It still hard to understand why they do the sequence of climbs they to on the Champoluc stage. Instead of doing Tzecore - Saint Panthaleon - Joux, it would be much better to change to Saint Panthaleon first and then add Arlaz before Zuccore and Joux.
It would have meant two ramps of 6-7 kms and 8,5-9 % before the last part of Joux. And no flat section between the last three climbs.
I remember last year I did something like going through the "main climb" on all of the mountain stages just looking at the average gradient and it was ridiculous. Basically Grappa at like 8% and every other one was below 7%.

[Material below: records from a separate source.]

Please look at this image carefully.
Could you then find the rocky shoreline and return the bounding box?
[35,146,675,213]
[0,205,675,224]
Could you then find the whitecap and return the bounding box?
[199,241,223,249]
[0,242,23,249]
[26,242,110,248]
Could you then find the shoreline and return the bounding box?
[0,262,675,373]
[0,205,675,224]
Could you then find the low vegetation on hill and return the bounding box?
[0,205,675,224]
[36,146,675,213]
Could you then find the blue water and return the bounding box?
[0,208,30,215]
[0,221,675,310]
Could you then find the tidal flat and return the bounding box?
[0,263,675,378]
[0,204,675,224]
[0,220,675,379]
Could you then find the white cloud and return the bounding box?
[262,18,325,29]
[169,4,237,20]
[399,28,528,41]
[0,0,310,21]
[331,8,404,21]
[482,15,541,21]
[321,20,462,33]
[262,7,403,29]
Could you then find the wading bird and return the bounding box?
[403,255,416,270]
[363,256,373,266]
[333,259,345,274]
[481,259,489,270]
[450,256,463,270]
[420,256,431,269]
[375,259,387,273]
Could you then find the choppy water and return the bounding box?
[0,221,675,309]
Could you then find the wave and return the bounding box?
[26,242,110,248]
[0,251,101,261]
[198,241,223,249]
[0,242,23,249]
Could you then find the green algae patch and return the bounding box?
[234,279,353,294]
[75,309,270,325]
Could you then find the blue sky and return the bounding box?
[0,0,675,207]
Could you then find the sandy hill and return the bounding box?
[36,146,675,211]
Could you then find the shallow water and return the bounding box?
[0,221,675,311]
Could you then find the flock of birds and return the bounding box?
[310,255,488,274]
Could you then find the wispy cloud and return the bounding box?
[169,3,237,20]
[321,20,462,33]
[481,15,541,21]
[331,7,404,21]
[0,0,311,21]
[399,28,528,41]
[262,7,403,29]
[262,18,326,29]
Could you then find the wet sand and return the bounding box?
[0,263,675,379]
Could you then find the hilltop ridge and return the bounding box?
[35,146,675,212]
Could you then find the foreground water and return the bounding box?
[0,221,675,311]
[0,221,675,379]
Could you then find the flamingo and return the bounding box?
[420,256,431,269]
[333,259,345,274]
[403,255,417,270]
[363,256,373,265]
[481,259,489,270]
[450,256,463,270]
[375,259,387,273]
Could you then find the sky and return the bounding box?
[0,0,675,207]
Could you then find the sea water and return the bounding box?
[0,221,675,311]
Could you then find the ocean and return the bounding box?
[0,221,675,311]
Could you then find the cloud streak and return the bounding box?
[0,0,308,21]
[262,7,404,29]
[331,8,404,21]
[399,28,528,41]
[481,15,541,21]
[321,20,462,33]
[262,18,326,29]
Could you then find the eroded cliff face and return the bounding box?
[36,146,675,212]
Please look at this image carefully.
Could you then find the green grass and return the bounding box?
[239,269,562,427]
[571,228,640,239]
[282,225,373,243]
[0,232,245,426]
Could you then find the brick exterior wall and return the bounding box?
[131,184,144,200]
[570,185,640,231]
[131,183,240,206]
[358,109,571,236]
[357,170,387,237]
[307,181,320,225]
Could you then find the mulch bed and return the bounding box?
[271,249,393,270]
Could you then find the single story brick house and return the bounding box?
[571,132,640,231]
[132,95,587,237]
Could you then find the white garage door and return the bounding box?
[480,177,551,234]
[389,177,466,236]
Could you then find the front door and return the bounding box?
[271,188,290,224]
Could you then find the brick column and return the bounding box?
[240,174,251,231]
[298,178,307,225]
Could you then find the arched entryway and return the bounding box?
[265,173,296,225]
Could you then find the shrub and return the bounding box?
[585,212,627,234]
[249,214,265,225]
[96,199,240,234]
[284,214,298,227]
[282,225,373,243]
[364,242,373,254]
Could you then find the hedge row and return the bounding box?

Now if we say this years "mountain stages" are stages 7, 11, 15, 16, 17, 19 and 20 and the Main climbs are Tagliacozzo, Bismantova, Dori, San Valentino, Mortirolo, Joux and Finestre we note two things:
1.) Damn those are some weak ass mountain stages
2.) The average gradients of these climbs are:
5.4%, 5.2%, 5.5%, 6.4%, 7.6%, 6.9% and 9.2%
Now obviously this is way too simplistic to get a full picture and especially for San Valentino that number does not do the climb justice but still. It's 2025 man. How do you make a gt where the most important climb of the first two weeks is a 5% slog. Hell, I don't even know which of these climbs is the most important one. In reality some ramp on the hilly stages will probably cause bigger differences than any of those "mountain stages". Maybe I'm underrating stage 7 a bit but honestly that could be the most incredible stage design in existence and I'd still be annoyed by the rest.